É cada vez mais evidente que, para compreender e regular uma tecnologia de informação e comunicação, é imprescindível entender os incentivos que ela oferece. Tecnologias não são neutras: moldam comportamentos, criam expectativas e induzem usos específicos a partir de seu design, arquitetura de escolha e propósito. A suposição comum de que tecnologias digitais podem, por si só, emancipar, qualificar ou potencializar a reflexão humana ignora um dado empírico: a maioria dos incentivos embutidos nesses sistemas tende à facilitação, à recompensa imediata e à minimização do esforço cognitivo.

Ao se pensar em governança e regulação de tais tecnologias é imperativo se analisar constantemente os incentivos que elas ofertarão.

A reportagem do Wall Street Journal publicada em 10 de junho de 2025 [2] reforça esse diagnóstico ao demonstrar como a introdução de ferramentas generativas de IA pelo Google [3] passou a substituir as buscas tradicionais e minar o tráfego de veículos jornalísticos, desincentivando o clique e o engajamento com o conteúdo original. A IA tem sido usada para responder diretamente às perguntas, sem necessidade de mediação ou verificação, promovendo assim um ambiente de comodidade passiva, que esvazia tanto o esforço de busca quanto a valorização de fontes autênticas.
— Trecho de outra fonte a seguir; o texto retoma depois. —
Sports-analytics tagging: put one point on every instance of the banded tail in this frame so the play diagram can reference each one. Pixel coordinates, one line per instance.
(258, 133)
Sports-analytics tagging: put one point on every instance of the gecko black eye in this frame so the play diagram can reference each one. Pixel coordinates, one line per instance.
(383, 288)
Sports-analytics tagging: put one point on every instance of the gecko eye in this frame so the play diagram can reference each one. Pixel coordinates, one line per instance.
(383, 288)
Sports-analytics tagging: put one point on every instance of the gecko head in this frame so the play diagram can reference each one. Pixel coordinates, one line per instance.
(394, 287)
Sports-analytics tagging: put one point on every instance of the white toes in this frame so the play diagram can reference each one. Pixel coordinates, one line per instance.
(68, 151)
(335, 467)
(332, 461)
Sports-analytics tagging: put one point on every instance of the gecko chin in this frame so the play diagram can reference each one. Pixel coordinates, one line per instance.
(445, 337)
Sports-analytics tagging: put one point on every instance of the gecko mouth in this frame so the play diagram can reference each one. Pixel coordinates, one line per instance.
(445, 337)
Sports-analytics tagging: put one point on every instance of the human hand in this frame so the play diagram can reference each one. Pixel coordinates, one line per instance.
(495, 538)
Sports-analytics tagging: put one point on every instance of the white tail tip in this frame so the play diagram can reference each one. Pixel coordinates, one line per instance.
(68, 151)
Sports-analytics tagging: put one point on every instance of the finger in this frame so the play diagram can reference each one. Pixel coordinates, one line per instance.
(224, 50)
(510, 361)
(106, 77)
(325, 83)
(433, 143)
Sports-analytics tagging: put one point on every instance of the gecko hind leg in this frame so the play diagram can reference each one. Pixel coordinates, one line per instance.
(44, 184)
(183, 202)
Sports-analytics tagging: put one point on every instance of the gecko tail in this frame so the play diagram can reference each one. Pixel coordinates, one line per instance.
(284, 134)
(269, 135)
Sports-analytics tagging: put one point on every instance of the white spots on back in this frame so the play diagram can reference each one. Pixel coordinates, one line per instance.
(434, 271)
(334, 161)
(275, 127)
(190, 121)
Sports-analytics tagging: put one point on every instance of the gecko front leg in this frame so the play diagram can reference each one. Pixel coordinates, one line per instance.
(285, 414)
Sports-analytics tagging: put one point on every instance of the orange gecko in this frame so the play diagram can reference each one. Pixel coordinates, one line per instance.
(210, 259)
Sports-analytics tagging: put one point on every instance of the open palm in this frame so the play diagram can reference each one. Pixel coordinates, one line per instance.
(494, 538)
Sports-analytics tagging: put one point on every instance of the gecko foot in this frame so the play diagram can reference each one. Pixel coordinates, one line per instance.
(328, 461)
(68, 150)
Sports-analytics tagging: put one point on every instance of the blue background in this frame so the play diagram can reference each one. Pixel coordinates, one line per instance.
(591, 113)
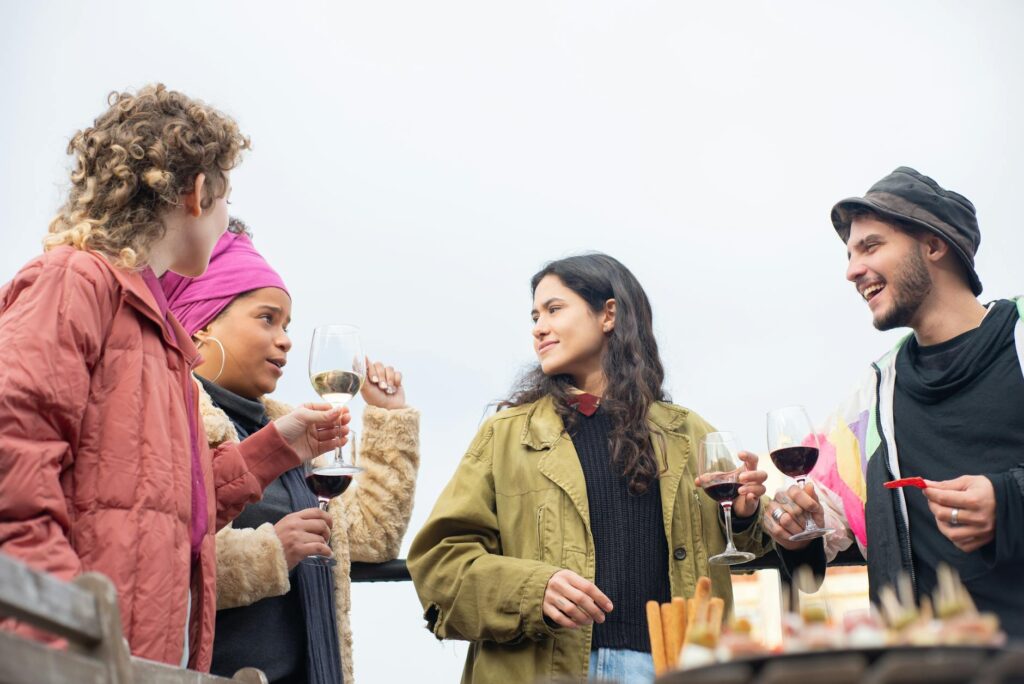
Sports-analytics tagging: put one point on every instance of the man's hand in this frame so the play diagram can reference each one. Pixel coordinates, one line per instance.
(794, 506)
(571, 601)
(973, 499)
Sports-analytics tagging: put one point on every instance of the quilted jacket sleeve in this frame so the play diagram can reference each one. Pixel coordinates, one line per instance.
(243, 470)
(377, 510)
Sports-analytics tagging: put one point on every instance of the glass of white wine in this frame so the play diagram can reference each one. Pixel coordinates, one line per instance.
(337, 369)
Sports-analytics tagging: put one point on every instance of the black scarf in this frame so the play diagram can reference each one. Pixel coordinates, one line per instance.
(315, 583)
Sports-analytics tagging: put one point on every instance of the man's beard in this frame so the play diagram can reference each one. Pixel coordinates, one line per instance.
(909, 287)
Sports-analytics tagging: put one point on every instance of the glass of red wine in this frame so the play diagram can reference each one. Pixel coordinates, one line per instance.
(328, 477)
(793, 444)
(719, 467)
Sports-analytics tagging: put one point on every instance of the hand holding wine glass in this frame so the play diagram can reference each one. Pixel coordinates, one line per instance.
(794, 506)
(314, 428)
(719, 466)
(793, 444)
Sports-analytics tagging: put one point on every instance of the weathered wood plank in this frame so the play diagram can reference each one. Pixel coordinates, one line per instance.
(48, 603)
(25, 661)
(158, 673)
(112, 648)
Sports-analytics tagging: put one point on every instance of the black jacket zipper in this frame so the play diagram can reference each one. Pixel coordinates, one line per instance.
(901, 526)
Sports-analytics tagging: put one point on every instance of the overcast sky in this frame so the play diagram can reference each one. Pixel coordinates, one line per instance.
(415, 163)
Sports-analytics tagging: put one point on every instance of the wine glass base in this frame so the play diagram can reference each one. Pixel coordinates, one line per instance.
(811, 535)
(731, 558)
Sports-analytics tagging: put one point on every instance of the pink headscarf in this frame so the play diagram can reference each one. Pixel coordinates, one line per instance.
(236, 267)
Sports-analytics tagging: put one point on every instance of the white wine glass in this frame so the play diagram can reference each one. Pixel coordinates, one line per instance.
(337, 370)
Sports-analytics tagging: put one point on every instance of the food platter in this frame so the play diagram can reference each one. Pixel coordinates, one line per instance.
(855, 661)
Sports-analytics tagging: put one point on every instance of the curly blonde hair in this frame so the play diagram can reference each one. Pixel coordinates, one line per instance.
(134, 163)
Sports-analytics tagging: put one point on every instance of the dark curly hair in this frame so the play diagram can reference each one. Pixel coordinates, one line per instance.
(134, 163)
(631, 364)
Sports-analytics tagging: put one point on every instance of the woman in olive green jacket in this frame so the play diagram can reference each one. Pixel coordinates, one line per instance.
(577, 503)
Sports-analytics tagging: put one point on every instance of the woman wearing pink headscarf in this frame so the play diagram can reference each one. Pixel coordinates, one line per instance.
(286, 617)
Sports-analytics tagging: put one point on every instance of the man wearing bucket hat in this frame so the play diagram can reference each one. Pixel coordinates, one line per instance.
(946, 404)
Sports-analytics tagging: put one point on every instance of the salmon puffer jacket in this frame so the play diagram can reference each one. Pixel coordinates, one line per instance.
(95, 454)
(369, 520)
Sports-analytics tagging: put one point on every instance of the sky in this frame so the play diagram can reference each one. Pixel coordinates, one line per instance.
(414, 164)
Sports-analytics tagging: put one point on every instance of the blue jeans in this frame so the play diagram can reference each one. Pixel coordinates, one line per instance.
(621, 666)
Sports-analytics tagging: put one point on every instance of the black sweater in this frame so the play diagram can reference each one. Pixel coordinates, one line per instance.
(632, 553)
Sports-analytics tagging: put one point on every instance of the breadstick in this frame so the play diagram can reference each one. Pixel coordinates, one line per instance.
(716, 610)
(673, 642)
(701, 597)
(656, 637)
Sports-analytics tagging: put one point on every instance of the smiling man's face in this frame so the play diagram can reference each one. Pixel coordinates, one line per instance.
(888, 267)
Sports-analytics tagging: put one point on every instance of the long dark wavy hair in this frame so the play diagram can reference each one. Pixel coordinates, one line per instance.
(631, 364)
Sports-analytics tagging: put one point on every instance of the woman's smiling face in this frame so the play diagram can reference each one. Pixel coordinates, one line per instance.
(568, 336)
(253, 331)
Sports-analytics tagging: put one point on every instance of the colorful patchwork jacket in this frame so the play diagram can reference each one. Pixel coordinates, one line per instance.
(858, 455)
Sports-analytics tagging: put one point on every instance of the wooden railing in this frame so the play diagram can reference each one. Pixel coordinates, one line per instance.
(395, 570)
(85, 613)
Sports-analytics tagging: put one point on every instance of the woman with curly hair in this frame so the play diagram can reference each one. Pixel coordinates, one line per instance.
(274, 612)
(102, 463)
(577, 504)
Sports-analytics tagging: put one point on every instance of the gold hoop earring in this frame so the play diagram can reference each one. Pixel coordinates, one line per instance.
(223, 355)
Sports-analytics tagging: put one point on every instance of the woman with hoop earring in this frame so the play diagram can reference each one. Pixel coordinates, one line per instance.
(287, 617)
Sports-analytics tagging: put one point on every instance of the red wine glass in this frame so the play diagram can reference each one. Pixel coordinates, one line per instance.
(793, 444)
(719, 467)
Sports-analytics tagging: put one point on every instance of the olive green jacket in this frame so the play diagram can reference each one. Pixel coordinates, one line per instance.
(516, 512)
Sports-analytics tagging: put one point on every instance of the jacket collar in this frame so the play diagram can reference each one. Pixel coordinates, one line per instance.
(544, 426)
(137, 294)
(218, 426)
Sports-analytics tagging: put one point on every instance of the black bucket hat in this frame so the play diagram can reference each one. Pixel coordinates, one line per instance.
(910, 197)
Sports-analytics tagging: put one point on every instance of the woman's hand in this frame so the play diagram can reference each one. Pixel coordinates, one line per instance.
(304, 532)
(752, 484)
(383, 387)
(571, 601)
(314, 428)
(752, 487)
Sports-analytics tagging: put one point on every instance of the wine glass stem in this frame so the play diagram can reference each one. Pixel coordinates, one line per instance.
(809, 524)
(727, 509)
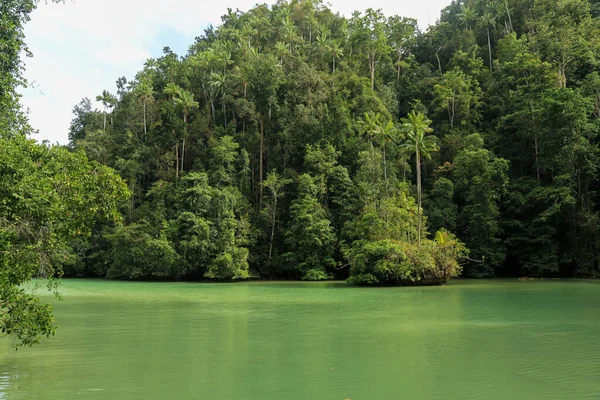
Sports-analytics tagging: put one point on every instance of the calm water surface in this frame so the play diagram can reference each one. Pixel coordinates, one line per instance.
(285, 341)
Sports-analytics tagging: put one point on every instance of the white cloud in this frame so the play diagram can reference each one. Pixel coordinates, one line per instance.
(81, 47)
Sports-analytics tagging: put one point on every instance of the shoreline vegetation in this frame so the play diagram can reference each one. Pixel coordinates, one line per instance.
(294, 143)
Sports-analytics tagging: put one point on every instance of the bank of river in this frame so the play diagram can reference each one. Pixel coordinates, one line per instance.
(467, 340)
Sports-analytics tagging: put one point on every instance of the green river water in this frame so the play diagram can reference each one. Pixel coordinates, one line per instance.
(468, 340)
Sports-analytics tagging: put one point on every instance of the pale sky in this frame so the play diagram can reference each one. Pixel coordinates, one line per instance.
(81, 47)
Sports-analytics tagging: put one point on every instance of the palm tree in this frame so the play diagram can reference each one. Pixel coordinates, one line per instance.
(173, 90)
(369, 126)
(281, 51)
(108, 101)
(336, 51)
(248, 31)
(219, 83)
(289, 30)
(386, 134)
(467, 16)
(186, 101)
(311, 22)
(144, 92)
(416, 126)
(490, 22)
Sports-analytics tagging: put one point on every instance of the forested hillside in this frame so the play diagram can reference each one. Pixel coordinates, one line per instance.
(291, 142)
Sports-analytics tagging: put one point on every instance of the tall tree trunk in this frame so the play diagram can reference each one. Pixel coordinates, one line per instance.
(144, 118)
(273, 221)
(384, 169)
(418, 194)
(452, 111)
(176, 160)
(372, 67)
(260, 161)
(508, 13)
(439, 62)
(490, 48)
(183, 143)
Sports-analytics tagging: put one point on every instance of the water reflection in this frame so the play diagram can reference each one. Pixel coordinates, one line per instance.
(493, 340)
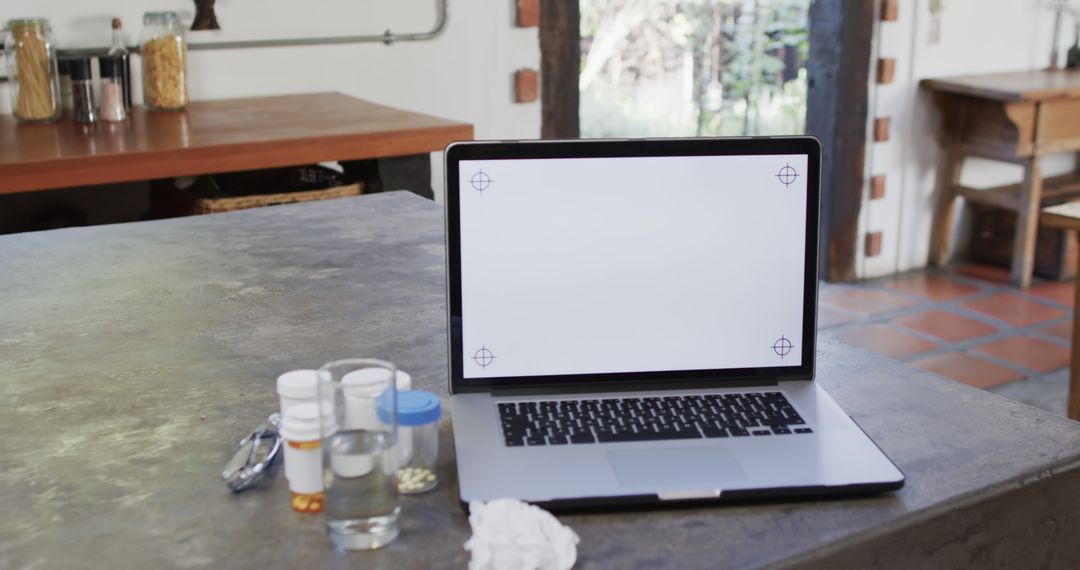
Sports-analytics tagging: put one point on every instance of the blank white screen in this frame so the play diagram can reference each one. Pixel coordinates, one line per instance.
(591, 266)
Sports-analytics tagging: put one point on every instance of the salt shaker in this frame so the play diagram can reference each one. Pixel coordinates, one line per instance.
(418, 414)
(112, 89)
(304, 458)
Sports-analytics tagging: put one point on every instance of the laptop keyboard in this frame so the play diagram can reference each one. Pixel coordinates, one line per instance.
(644, 419)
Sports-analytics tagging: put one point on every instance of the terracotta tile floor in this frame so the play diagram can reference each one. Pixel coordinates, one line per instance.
(966, 323)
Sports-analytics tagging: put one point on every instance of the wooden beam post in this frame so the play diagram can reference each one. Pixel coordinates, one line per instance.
(559, 65)
(838, 75)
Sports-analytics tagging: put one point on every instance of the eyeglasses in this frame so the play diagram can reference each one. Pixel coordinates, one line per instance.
(255, 456)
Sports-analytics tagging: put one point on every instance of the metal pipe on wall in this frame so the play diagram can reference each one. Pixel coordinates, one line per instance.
(387, 38)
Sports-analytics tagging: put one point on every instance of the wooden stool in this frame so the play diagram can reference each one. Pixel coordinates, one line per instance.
(1067, 216)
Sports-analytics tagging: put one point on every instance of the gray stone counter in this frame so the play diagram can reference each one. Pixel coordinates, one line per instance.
(134, 356)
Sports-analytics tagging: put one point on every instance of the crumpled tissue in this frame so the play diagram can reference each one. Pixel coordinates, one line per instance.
(511, 534)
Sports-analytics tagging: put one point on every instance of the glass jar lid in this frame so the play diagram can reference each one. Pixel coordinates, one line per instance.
(160, 17)
(15, 24)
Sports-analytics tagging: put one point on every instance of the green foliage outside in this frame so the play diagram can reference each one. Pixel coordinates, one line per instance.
(693, 67)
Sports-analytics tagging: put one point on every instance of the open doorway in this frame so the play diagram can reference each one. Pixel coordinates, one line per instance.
(629, 68)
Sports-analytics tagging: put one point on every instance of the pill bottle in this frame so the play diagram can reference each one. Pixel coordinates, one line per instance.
(361, 388)
(304, 459)
(418, 412)
(297, 387)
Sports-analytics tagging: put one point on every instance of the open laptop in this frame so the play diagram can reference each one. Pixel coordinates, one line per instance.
(634, 322)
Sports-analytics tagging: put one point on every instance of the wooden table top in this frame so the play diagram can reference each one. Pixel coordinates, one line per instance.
(215, 136)
(1066, 216)
(1040, 84)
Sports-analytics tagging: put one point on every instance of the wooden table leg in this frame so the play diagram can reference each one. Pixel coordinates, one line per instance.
(1027, 222)
(942, 229)
(1074, 396)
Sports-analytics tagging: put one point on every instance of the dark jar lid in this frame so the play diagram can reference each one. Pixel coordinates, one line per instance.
(110, 66)
(80, 69)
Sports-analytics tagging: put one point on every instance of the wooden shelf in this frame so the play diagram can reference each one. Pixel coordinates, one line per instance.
(215, 136)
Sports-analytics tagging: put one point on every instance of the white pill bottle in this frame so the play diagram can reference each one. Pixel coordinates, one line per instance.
(304, 458)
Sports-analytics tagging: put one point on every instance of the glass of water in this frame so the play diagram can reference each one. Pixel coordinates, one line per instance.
(360, 461)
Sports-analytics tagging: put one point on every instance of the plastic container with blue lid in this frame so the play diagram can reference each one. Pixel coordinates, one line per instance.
(418, 414)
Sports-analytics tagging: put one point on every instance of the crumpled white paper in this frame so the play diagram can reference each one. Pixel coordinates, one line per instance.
(511, 534)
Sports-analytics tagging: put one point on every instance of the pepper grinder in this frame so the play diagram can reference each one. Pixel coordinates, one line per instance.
(82, 92)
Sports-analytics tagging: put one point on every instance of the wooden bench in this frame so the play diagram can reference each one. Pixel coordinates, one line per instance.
(1016, 118)
(1067, 216)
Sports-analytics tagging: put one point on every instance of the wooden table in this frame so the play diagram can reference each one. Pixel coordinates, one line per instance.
(1067, 216)
(1017, 118)
(215, 136)
(135, 355)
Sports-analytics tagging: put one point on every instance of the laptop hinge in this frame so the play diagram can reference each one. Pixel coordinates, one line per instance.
(625, 387)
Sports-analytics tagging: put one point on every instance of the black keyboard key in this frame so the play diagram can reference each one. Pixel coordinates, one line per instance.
(582, 437)
(556, 422)
(714, 432)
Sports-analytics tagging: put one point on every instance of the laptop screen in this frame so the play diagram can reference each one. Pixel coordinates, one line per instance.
(610, 265)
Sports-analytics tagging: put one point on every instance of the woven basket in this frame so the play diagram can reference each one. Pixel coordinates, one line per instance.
(217, 205)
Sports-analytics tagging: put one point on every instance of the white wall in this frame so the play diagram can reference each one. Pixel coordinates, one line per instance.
(466, 73)
(976, 37)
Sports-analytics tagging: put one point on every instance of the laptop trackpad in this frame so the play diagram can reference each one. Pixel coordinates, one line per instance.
(697, 466)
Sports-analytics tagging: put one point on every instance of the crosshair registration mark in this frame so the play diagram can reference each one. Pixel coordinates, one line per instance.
(481, 180)
(484, 357)
(782, 347)
(787, 175)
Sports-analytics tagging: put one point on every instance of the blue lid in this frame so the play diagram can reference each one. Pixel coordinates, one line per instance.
(415, 407)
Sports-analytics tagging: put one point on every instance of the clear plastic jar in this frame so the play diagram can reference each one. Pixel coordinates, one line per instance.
(418, 414)
(164, 54)
(35, 86)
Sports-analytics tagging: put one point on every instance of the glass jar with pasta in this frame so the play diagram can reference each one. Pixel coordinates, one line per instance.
(164, 54)
(35, 87)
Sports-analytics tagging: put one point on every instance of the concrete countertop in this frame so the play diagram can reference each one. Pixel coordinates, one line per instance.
(134, 356)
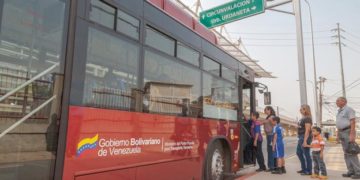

Igualmente, quando colocamos um smartphone nas mãos de uma criança ou adolescente, o uso dominante não tende à educação crítica ou à leitura complexa, mas ao entretenimento de curto prazo. Analogamente, ao oferecer uma IA generativa de texto (como o ChatGPT ou Claude) a um estudante, o incentivo dominante não é a dialética socrática ou a reflexão profunda, mas sim a delegação do trabalho cognitivo a um sistema que escreve “por” ele.

Essa dinâmica se explica, em parte, por mecanismos neuropsicológicos descritos por Daniel Kahneman, [4] que identificou no pensamento humano dois sistemas: um rápido, intuitivo e de baixo custo (Sistema 1), e outro lento, deliberativo e dispendioso (Sistema 2). A tendência natural do cérebro humano é, sempre que possível, operar no modo mais econômico. Isso gera um ambiente propício à superficialidade quando as tecnologias reforçam esse padrão com funcionalidades automatizadas e respostas prontas.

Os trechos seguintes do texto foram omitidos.